If institutes started doing genomic sequencing of the samples, more viruses were likely to be detected, he added.

But why is the infection so common in Kerala, especially?

It probably has more to do with Kerala’s strengths than any weaknesses. Dr Sreekumar said that the state has a strong public health system that is capable of picking up clusters of infection and getting them tested quickly.

Can norovirus infection cause a large-scale outbreak?

No. Even though more cases of norovirus are being detected, experts say that this is unlikely to lead to a large-scale outbreak.

“Although we haven’t studied the epidemiological co-relates of these cases, what we have seen is that the norovirus cases are sporadic and found in small clusters in schools or hostels where people consume the same foods. The spread of the infection is also self-limiting. It is an individual problem, not a public health one,” Dr Sreekumar said.

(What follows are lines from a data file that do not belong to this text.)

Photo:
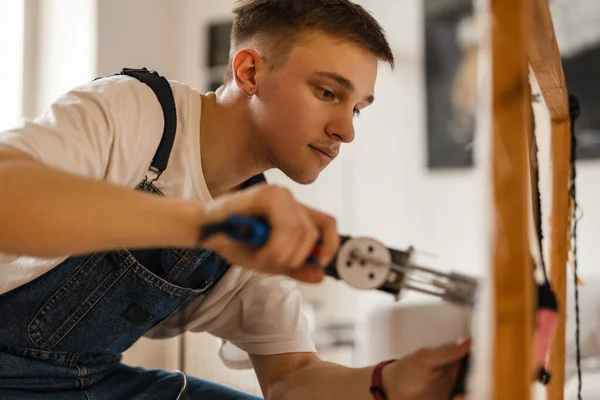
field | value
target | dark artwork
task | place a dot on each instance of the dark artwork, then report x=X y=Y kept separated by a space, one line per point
x=451 y=82
x=582 y=74
x=219 y=37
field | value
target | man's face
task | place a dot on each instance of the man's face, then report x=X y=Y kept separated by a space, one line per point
x=306 y=107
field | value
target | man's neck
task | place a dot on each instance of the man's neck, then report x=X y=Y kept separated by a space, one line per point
x=229 y=154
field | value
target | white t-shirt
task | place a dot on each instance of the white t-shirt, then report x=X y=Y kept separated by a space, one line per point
x=110 y=129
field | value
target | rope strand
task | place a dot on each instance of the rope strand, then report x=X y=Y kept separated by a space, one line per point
x=574 y=113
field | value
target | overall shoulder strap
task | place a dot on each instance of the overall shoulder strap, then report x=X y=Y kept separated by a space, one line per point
x=162 y=89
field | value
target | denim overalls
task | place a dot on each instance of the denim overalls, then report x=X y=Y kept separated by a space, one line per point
x=62 y=334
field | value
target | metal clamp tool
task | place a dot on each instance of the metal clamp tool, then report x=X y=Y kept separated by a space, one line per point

What are the symptoms and how to prevent its spread?

Norovirus leads to diarrhoea, vomiting, nausea, and abdominal pain. Being a diarrhoeal disease, it can lead to dehydration, so drinking plenty of fluids is recommended.


The infection can be transmitted through foods contaminated with the virus, touching surfaces that are contaminated with the virus and then touching the mouth, and being in direct contact with someone with the infection like taking care of them and sharing foods and utensils with them.

Good hand hygiene is the best way to prevent infection. Wash your hands with soap and water for 20 seconds. Hands sanitisers are thought to not work too well against norovirus.


As the infection can be transmitted by foods, it is suggested that a sick person not prepare food for others. All food items should be carefully washed and cooked at high temperatures. The norovirus can survive temperatures as high as 60 degrees Celsius.

Areas where a sick person has vomited or had diarrhoea should be cleaned using disinfectants or bleach.